Da tempo Kenneth Branagh si divide su due fronti, da una parte le mega-produzioni dai budget stratosferici, dall’altra i piccoli film, quelli più sinceri e personali, che meno risentono del gigantismo e delle grandi aspirazioni che hanno sempre pesato sul suo cinema. Belfast, presentato alla Festa del cinema di Roma, si colloca in quest’ultima, felice, categoria, sorretto dalle spinte autobiografiche e da una sincerità che da tempo non faceva capolino nei suoi lavori. Per ritrovare la stessa urgenza di raccontare bisogna andare indietro nel tempo, all’esordio shakespeariano di Enrico V, al bellissimo Nel bel mezzo del gelido inverno (anche questo, come Belfast, in bianco e nero, e sua vera dichiarazione d’amore per il Bardo, con buona pace di tanti robusti adattamenti) o al misconosciuto Gli amici di Peter, sorta di Grande Freddo british sulla piaga dell’Aids.

Siamo nella Belfast del 1969, allo scoppio dei Troubles, gli scontri nordirlandesi tra protestanti unionisti e cattolici repubblicani che insanguinarono la regione fino alla fine degli anni ’90. Il piccolo Buddy vive con il fratello maggiore, i genitori e i nonni nelle stesse vie abitate anche dai cattolici, divenuti improvvisamente veri e propri nemici. Il padre e la madre cercano di tenere fuori se stessi e i figli dal conflitto nascente ma ben presto dovranno fare i conti con quello che succede al di là della porta di casa.

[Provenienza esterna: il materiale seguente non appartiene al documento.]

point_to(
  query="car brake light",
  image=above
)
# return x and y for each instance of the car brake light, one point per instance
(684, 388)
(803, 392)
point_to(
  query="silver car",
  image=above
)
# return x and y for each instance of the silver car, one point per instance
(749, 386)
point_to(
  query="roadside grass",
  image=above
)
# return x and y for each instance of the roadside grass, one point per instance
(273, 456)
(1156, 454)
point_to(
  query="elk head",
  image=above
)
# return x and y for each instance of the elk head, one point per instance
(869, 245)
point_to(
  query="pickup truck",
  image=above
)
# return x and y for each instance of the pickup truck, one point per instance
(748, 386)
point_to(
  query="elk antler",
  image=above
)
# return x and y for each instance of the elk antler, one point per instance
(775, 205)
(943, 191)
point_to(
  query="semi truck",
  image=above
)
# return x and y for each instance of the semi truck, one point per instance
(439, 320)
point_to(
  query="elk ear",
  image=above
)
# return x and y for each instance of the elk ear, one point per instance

Quale strada scegliere, quella giusta o quella sbagliata? E qual è l’una e qual è l’altra? Il cattolicesimo è una religione della paura, ma anche il protestantesimo non sembra da meno, a giudicare dalla predica che un invasato pastore (che ricorda l’Orson Wells di Moby Dick) propina ai fedeli. E poi i cattolici sono difficili da riconoscere: sono vicini di casa, compagni di banco, sono la bambina bionda in prima fila che fa battere il cuore del protagonista. I cattivi sono altri, sono folli e prepotenti come il Liberty Valance del film di John Ford, nascosti da entrambe le parti di quelle barricate che dividono, ma non proteggono, strade e quartieri.

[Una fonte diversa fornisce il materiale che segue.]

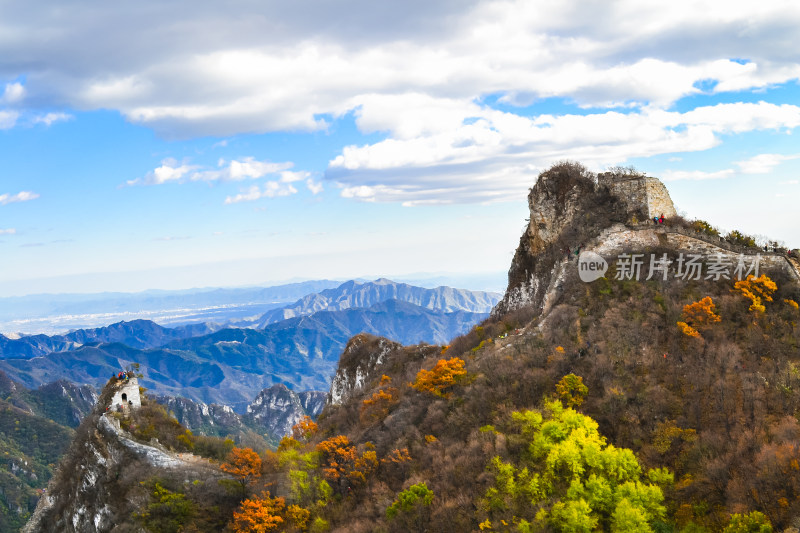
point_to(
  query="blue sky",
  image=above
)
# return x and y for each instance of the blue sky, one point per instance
(193, 144)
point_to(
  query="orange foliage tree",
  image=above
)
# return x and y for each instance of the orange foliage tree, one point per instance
(259, 514)
(377, 406)
(697, 316)
(571, 390)
(304, 429)
(444, 375)
(757, 290)
(341, 460)
(244, 464)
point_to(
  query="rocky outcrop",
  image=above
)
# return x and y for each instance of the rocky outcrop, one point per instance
(567, 207)
(366, 358)
(212, 418)
(573, 211)
(358, 361)
(272, 413)
(276, 409)
(99, 482)
(313, 402)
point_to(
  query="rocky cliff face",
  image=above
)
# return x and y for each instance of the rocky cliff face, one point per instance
(213, 419)
(276, 409)
(567, 207)
(98, 484)
(272, 413)
(572, 210)
(365, 358)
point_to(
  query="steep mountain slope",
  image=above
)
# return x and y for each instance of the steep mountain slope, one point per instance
(131, 469)
(270, 415)
(232, 366)
(694, 389)
(353, 294)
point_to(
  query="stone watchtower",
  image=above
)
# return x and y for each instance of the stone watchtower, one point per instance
(127, 394)
(639, 193)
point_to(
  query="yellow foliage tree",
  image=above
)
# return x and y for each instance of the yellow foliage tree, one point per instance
(259, 514)
(757, 290)
(341, 460)
(444, 375)
(299, 516)
(697, 316)
(571, 390)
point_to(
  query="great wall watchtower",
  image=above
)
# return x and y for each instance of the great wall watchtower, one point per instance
(639, 193)
(126, 394)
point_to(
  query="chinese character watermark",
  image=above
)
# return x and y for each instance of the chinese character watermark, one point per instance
(631, 266)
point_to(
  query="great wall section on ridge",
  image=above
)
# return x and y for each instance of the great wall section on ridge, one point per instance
(540, 267)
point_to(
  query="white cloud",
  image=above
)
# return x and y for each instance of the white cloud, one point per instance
(13, 93)
(271, 189)
(247, 168)
(268, 66)
(8, 119)
(314, 186)
(763, 163)
(491, 155)
(49, 118)
(22, 196)
(234, 170)
(169, 170)
(674, 175)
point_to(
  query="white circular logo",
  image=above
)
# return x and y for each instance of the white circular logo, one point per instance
(591, 266)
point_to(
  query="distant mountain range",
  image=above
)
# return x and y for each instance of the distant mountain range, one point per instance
(230, 366)
(56, 313)
(353, 294)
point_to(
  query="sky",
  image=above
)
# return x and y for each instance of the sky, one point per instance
(193, 144)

Per difendersi da tutto questo Branagh regala al suo piccolo alter ego passioni e infatuazioni della propria infanzia, da Star Trek ai fumetti di Thor. In questo mondo filtrato dal suo guardo di bambino solo il cinema e il teatro sono a colori: a illuminare con la forza della fantasia il grigiore freddo e tagliente della realtà ci pensano le macchine volanti di Chitty Chitty Bang Bang con Dick van Dyke, i dinosauri e le eruzioni vulcaniche (senza tralasciare il “molto educativo” corpo di Raquel Welch) di Un milione di anni fa. Ed è così che il momento clou della lotta tra buoni e cattivi diventa come il duello di Mezzogiorno di fuoco, la resistenza solitaria di chi vuole fare la scelta giusta contro i tanti che per paura si nascondono e per stupidità si schierano dalla parte sbagliata.

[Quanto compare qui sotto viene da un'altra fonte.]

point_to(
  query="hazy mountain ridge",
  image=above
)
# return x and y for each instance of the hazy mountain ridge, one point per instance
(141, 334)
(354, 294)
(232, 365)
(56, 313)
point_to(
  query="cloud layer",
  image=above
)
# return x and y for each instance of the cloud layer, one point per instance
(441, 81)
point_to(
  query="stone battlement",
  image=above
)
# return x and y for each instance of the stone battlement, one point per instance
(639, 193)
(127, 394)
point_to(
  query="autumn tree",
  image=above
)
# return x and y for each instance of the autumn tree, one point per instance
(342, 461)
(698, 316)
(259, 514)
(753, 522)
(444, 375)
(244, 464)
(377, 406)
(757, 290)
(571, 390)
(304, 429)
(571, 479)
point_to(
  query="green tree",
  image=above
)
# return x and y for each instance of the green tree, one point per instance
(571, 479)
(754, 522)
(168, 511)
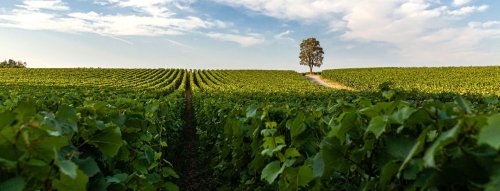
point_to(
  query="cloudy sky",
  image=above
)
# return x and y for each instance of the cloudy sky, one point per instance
(249, 34)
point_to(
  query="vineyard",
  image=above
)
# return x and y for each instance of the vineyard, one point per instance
(125, 129)
(462, 80)
(89, 129)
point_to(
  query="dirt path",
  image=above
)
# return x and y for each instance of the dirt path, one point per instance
(187, 159)
(317, 79)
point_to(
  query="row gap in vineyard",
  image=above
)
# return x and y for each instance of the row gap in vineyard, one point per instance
(187, 162)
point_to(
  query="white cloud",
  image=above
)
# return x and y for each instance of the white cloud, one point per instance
(34, 5)
(151, 7)
(243, 40)
(157, 20)
(460, 2)
(284, 35)
(420, 30)
(468, 10)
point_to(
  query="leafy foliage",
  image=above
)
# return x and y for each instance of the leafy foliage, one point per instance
(461, 80)
(311, 53)
(256, 138)
(89, 129)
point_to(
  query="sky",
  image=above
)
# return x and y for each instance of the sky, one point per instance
(249, 34)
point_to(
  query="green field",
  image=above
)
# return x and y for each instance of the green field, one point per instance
(125, 129)
(462, 80)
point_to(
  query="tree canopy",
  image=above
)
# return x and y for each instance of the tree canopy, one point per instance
(311, 53)
(12, 64)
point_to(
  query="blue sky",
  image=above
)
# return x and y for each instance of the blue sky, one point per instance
(249, 34)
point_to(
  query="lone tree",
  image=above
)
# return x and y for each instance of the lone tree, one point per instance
(311, 53)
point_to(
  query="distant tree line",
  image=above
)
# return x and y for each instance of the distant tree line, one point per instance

Cercando un paragone con il suo amato David Lean, Branagh si muove questa volta più dalle parti di Breve incontro e Oliver Twist che di Lawrence d’Arabia o Il dottor Zivago. Certo la geometria delle inquadrature e dei movimenti di macchina, la luce perfetta di Haris Zambarloukos, il continuo gioco delle citazioni, la musica sottolineante di Van Morrison, rischiano spesso di sfiorare il manierismo. Ma non ci cadono quasi mai, grazie a un rassegnato umorismo e a un perfetto protagonista, lo strepitoso esordiente Jude Hill.

Sul suo viso d’altri tempi leggiamo la difficoltà di lasciare una terra piena di tensioni ma terribilmente amata, incarnata dalla filosofia pragmatica dei due spassosi nonni (Ciarán Hinds e Judy Dench, magnifici). Le radici sono importanti, significa avere la sicurezza di chi siamo, ma la strada per raggiungere Shangri-La, la pacifica città ideale di Orizzonte perduto di Frank Capra sognata dalla nonna di Buddy, non passa per Belfast. Come dice a un certo punto qualcuno, “gli irlandesi sono fatti per emigrare, basta che ne rimanga la metà a struggersi per chi non c’è più”. Branagh incarna entrambi gli spiriti, rendendo omaggio con Belfast “a chi è rimasto, a chi se n’è andato, e a chi si è perduto lungo la strada”.